The Republic is seeing tremendous growth and it is not going to stop anytime soon. "In the old days, a boom like that would have ended in a bust," he says. "Interest rates would have been jacked up and the economy would have slowed down - but that can't happen."

Nearly 11 per cent of his portfolio is invested in Irish companies, according to the latest published figures. He has a significant stake in Irish Life & Permanent, although his biggest Irish bet is the Bank of Ireland. "The value investor in me says there is an anomaly - why should an Irish bank with better growth prospects be valued more cheaply than other banks in Europe?"

He says Bank of Ireland stands to benefit from the Republic's corporate tax rate, which is among the lowest in Europe. "This will give [the bank] an opportunity to involve [itself] in tax arbitrage. Why shouldn't a German company borrow against its German earnings, put the money on deposit in Ireland and pay a tax arbitrage?"

Europe's national and other wrinkles offer often unrecognised merger and acquisition opportunities. "I like to orientate my portfolio towards industries or companies where there's a higher likelihood of M&A activity," he says, "and if I'm not paying extra for that, then it's quite nice to have."

Early on he built up a stake of more than 2 per cent in Credit Lyonnais, the French bank. In July, the core shareholders that ensure the bank's independence will be free to sell their stakes.

But if Mr Bolton is a value investor, he does not refrain from putting money into classic "growth" stocks. Again, the quirks of Europe allow him to do this.

His prime example is Alma Media, a Finnish company. It has, he explains, an unusually large share of the domestic market thanks to the oddities of the Finnish regulatory system. It owns the leading television and radio stations in Finland and controls some of the leading newspapers. "You wouldn't be allowed that kind of cross-ownership in Anglo-Saxon markets," he says.

His strategy seems to work.

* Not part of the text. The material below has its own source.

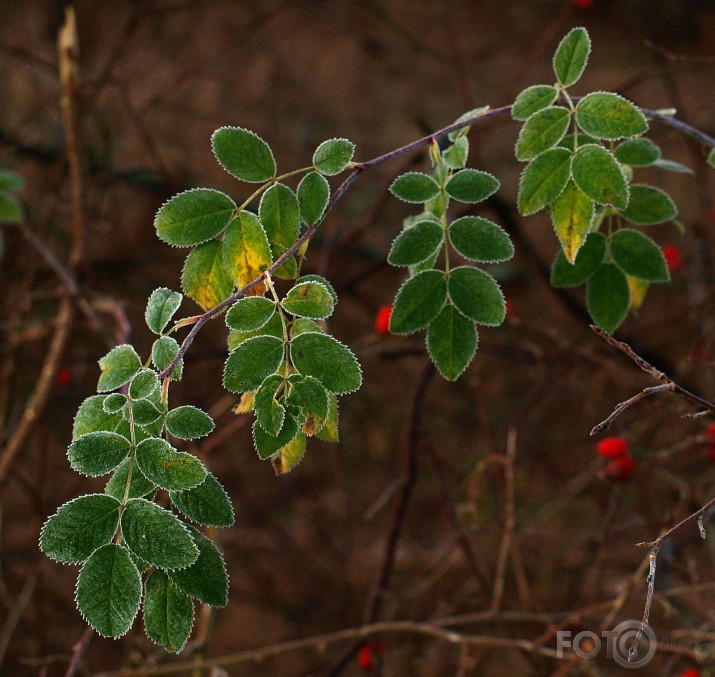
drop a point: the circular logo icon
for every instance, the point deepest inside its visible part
(620, 644)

His flagship Fidelity European Fund, introduced in 1985, has £1.7 billion sterling (€2.7 billion) of assets. In the past 15 years it has enjoyed annualised growth of 22.7 per cent - 8.1 percentage points better than the benchmark MSCI Europe ex-UK Index. But the investor market is more competitive. Whereas the league table for Europe ex-UK funds dating back to 1985 comprises just 30, the latest ranking numbers 106 funds.

For the moment, Mr Bolton's value style marks him out from the crowd. The depressed markets may prompt growth managers to rethink their strategy. But he is not expecting a rush of copycats. "I've never experienced a time when everyone is a value investor. Maybe I'd have to change [if that happened]. But it hasn't happened yet."